The present invention relates to measurements of light-transmissive thin films or layers of such films, and to measurements of surface topography or detection of surface defects. It specifically relates to optical measurement or detection, and to apparatus for performing such optical measurement or detection of a thin film.
A number of common articles of manufacture now have constructions involving thin films formed on relatively large area smooth substrates, and substrates wherein the underlying surface is reflective, possibly conductive, and at least visually smooth if not optically flat. To develop manufacturing processes for reliably fabricating these articles and to inspect them or understand the defects which arise in these articles, it is necessary to observe the thin films. These films may be liquid or solid, have a thickness substantially under one wavelength of the observation illumination, and may possess features or defects which are observable only with meticulous methodology against the highly reflective substrate, requiring a special probe. To detect changes occurring on such a thin surface coating is an even more challenging task.
In part, sensitivity of a probe is determined by devising a standard against which its measurements can be compared. Thus, for example, U.S. Pat. No. 4,873,430 describes a technique for measuring a thin film or surface effect in which all reflected light is collected by a nearly-contacting detector, and in which a certain degree of signal normalization is achieved using separate detectors for specular and diffuse light collection. A similar device has also been described in a paper of Meeks, Weresin and Rosen presented at the ASM/STLE Tribology Conference, Maui, Hi. in Oct. 15-19, 1994. That system employs an integrating sphere substantially contiguous with and tangent to a disk to capture all diffuse reflection from the disk surface; apertures through the sphere allow two light paths to be directed at the tangent point for illumination of the point at 60.degree. incidence and collection of the specular component reflected from that point. The device includes automated scanning and collection, and autocalibration is achieved using reference mirrors.

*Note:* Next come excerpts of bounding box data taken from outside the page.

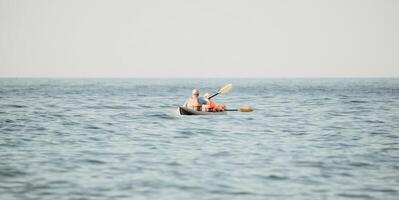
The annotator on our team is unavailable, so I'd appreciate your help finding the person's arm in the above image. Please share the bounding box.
[199,97,209,105]
[183,99,189,107]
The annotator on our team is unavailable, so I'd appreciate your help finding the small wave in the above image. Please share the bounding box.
[338,193,373,199]
[148,113,176,119]
[82,159,106,164]
[0,167,28,178]
[348,100,367,103]
[4,104,27,108]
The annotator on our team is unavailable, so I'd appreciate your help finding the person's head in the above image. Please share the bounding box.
[204,92,211,99]
[191,89,199,97]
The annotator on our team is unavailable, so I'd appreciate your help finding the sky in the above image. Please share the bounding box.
[0,0,399,78]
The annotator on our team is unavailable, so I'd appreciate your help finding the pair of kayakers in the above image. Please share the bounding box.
[183,89,225,112]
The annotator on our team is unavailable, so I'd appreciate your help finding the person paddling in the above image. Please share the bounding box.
[183,89,207,111]
[202,93,225,112]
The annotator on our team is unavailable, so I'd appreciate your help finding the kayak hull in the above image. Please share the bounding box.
[177,106,226,115]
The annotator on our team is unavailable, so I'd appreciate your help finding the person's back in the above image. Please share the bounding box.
[184,89,204,111]
[202,93,225,112]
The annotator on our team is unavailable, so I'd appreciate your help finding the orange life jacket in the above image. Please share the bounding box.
[187,97,201,110]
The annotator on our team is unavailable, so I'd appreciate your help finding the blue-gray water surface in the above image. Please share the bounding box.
[0,79,399,200]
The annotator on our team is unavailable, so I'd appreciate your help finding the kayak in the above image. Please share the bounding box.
[177,106,226,115]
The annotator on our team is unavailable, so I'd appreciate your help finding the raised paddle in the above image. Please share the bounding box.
[224,107,253,112]
[208,83,233,99]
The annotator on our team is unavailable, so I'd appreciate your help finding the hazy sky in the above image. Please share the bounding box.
[0,0,399,77]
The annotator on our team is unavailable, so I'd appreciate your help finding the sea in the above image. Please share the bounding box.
[0,78,399,200]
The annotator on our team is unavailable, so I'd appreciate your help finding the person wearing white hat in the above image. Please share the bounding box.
[183,89,207,111]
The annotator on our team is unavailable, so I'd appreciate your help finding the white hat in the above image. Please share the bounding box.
[191,89,199,94]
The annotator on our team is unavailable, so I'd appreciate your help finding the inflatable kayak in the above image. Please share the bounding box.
[177,106,226,115]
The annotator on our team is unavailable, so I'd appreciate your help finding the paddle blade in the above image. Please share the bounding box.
[240,107,254,112]
[219,83,233,94]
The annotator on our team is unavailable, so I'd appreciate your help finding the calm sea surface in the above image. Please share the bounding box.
[0,79,399,200]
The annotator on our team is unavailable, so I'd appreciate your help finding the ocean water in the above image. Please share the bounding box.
[0,79,399,200]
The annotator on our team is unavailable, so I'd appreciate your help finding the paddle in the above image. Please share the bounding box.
[224,107,253,112]
[208,83,233,99]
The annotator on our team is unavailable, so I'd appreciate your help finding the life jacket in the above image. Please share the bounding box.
[187,97,201,111]
[202,104,213,112]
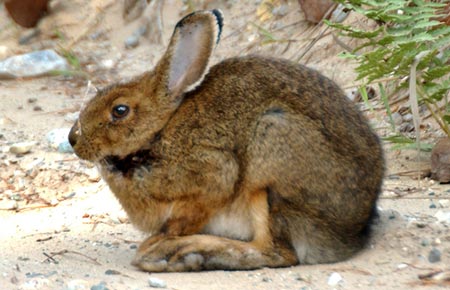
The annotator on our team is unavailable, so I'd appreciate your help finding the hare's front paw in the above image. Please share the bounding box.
[133,235,281,272]
[133,236,204,272]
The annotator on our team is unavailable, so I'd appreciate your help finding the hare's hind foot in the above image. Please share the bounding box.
[133,235,298,272]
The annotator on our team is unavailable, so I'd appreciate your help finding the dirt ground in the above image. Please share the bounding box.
[0,0,450,290]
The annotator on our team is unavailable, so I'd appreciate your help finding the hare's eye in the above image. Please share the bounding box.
[112,105,130,120]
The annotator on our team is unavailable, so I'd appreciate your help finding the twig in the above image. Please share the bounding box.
[43,250,102,266]
[379,195,450,200]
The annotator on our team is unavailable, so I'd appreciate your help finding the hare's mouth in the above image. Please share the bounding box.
[100,150,156,177]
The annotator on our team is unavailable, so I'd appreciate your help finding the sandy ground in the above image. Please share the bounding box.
[0,0,450,290]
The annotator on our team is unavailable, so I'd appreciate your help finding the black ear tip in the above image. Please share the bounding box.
[211,9,223,43]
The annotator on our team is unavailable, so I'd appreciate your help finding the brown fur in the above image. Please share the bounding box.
[69,11,384,271]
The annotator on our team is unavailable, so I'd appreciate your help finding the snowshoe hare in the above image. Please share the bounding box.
[69,10,384,272]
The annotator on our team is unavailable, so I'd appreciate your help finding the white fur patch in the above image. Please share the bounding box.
[203,212,254,241]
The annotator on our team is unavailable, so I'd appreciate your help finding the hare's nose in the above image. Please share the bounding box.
[69,120,80,147]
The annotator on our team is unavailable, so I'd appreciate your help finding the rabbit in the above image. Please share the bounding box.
[69,10,384,272]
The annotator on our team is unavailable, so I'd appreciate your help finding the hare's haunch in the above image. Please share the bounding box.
[69,10,384,272]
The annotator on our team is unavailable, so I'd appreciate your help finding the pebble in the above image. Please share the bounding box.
[9,142,36,154]
[91,281,109,290]
[105,270,120,275]
[63,279,89,290]
[64,112,80,123]
[148,277,167,288]
[420,239,430,247]
[397,263,408,270]
[19,277,49,290]
[328,272,342,286]
[125,34,140,48]
[46,128,73,153]
[438,199,450,208]
[0,200,19,210]
[0,49,70,79]
[428,248,441,263]
[434,210,450,224]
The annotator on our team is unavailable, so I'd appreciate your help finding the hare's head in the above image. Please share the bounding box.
[69,10,222,161]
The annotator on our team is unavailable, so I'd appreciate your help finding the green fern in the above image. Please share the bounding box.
[327,0,450,135]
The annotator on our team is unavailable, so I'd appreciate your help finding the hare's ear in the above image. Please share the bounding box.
[156,10,223,100]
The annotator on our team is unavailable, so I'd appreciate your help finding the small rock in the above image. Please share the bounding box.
[431,138,450,183]
[0,50,69,78]
[328,272,342,286]
[0,200,19,210]
[428,248,441,263]
[19,277,49,290]
[434,210,450,224]
[298,0,333,23]
[125,34,140,48]
[105,270,120,275]
[397,263,408,270]
[420,239,430,247]
[403,113,413,122]
[91,282,109,290]
[64,279,89,290]
[47,128,73,153]
[9,142,36,154]
[438,199,450,208]
[272,4,290,17]
[64,112,80,123]
[58,141,74,153]
[148,277,167,288]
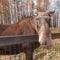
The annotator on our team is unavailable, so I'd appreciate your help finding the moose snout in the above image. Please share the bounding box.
[39,36,52,45]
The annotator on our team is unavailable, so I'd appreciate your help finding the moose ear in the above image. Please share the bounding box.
[44,10,55,16]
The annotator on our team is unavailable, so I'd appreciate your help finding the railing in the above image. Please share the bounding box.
[0,35,38,60]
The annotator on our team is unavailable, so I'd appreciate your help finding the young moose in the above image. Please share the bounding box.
[0,11,54,60]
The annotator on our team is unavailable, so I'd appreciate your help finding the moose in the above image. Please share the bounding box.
[0,10,54,60]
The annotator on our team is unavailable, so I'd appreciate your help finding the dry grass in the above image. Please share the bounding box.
[0,28,60,60]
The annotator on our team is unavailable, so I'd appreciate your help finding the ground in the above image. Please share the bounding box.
[0,28,60,60]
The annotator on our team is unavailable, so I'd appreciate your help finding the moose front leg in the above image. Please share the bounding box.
[25,44,33,60]
[25,50,33,60]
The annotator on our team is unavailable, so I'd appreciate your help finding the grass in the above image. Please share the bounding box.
[0,29,60,60]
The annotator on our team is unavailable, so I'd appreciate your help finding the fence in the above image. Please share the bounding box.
[0,35,39,60]
[0,0,34,24]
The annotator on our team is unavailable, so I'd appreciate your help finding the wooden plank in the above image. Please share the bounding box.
[0,35,38,46]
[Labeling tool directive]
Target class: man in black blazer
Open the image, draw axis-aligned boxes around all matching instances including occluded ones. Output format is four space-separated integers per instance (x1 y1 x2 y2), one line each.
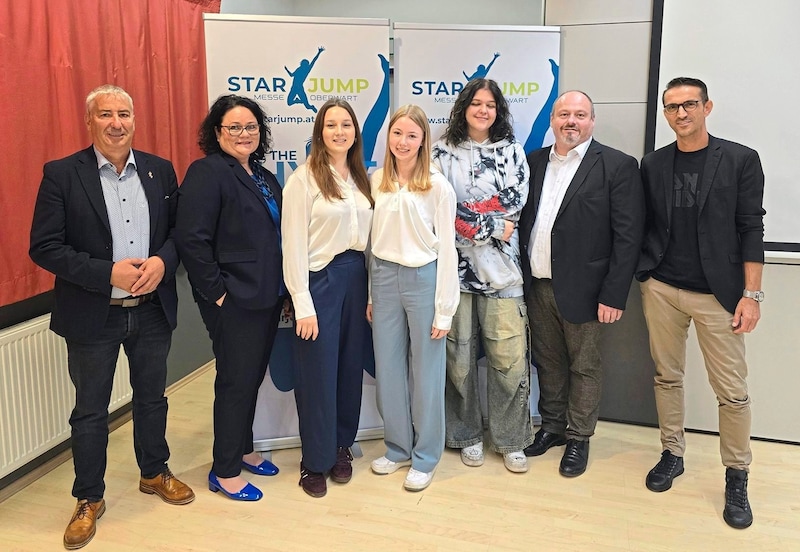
636 77 765 528
30 85 194 550
519 90 644 477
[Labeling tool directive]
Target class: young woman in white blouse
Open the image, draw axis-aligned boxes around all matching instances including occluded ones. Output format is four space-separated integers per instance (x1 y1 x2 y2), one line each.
367 105 459 491
281 99 373 498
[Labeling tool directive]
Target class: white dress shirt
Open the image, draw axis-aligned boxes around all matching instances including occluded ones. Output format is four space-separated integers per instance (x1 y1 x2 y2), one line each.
528 138 592 278
281 163 372 319
371 169 461 330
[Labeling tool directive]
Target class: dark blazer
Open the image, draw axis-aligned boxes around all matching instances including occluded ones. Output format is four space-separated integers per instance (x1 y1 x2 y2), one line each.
29 146 178 339
175 153 282 309
636 136 766 313
519 140 644 324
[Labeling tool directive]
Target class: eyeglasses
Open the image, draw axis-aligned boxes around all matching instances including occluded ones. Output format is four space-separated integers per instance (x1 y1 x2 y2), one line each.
664 100 702 115
219 123 260 136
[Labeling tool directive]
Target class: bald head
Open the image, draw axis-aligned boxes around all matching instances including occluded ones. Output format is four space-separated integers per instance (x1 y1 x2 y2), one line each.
550 90 594 155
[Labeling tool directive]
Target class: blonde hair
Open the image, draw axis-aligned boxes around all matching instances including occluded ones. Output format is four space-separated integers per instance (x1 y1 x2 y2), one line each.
378 104 431 193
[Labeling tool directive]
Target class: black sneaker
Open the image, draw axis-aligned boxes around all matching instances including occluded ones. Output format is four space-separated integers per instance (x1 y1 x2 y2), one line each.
645 450 683 493
722 468 753 529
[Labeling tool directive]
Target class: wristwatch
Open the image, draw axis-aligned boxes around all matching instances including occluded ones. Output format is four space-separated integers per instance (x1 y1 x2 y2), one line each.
742 289 764 303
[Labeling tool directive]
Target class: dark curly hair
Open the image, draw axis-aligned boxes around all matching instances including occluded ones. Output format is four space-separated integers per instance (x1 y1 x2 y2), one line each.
197 94 272 163
442 79 514 146
661 77 708 104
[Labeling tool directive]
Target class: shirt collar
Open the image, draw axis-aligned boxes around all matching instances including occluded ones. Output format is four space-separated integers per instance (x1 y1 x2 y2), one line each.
549 136 593 161
92 145 137 172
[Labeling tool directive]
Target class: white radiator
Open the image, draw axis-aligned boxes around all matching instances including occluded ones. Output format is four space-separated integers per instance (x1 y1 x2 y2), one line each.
0 314 132 478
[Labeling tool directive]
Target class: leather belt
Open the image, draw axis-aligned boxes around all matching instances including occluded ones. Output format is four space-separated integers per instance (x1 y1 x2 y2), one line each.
110 291 156 308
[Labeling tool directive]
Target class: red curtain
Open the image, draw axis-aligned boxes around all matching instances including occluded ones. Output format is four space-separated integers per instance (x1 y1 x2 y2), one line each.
0 0 221 307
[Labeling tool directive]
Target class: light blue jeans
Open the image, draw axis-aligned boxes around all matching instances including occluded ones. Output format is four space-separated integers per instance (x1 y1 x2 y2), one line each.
371 257 445 472
445 293 533 453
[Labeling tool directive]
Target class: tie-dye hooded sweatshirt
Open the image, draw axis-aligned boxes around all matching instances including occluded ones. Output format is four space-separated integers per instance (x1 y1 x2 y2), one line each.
432 140 530 297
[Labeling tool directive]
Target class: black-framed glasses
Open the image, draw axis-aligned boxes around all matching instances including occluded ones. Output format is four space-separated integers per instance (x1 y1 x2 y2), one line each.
664 100 702 115
219 123 259 136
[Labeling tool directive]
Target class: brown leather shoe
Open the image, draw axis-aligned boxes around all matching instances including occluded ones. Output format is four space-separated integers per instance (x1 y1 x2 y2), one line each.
64 498 106 550
139 468 194 505
299 463 328 498
331 447 353 483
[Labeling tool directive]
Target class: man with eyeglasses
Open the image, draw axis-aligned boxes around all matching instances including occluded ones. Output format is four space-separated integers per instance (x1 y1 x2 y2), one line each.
30 85 194 550
636 77 765 529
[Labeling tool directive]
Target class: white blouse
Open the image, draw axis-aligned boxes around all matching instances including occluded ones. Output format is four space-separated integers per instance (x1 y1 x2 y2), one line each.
281 163 372 319
371 169 460 330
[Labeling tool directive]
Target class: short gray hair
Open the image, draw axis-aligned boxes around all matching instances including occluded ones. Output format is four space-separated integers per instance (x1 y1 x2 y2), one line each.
86 84 133 113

While each of these approaches utilizes sound theoretical models to address the problem of obtaining normalizable and meaningful levels of signal from a thin film, many practical realities should be recognized in the operation of these devices. Thus, for example, the taking of reflectance measurements on a micrometer-scale region may require multiply-repeated sampling and averaging, or integrating, to obtain a repeatable result. Furthermore, while it may be considerably more informative to compare like measurements taken from many consecutive points on a single disk, even the collection of many thousands of data samples may still provide relatively sparse information about the total working surface of the disk. Furthermore, one of the more interesting avenues of research, involving wear test measurements taken from the same disk before and after use, is severely hampered by the difficulty or impossibility of achieving submicron registration of the disk with an earlier position once it has been removed from the measurement stage. This restricts such tests to the brief wear testing that can be performed while the disk remains on the optical measurement stage, or to relatively uninformative comparison of measurement ensembles, rather than pointwise measurement comparisons taken on a single disk over an extended time.
Accordingly, improvements in optical film measurement apparatus are desirable.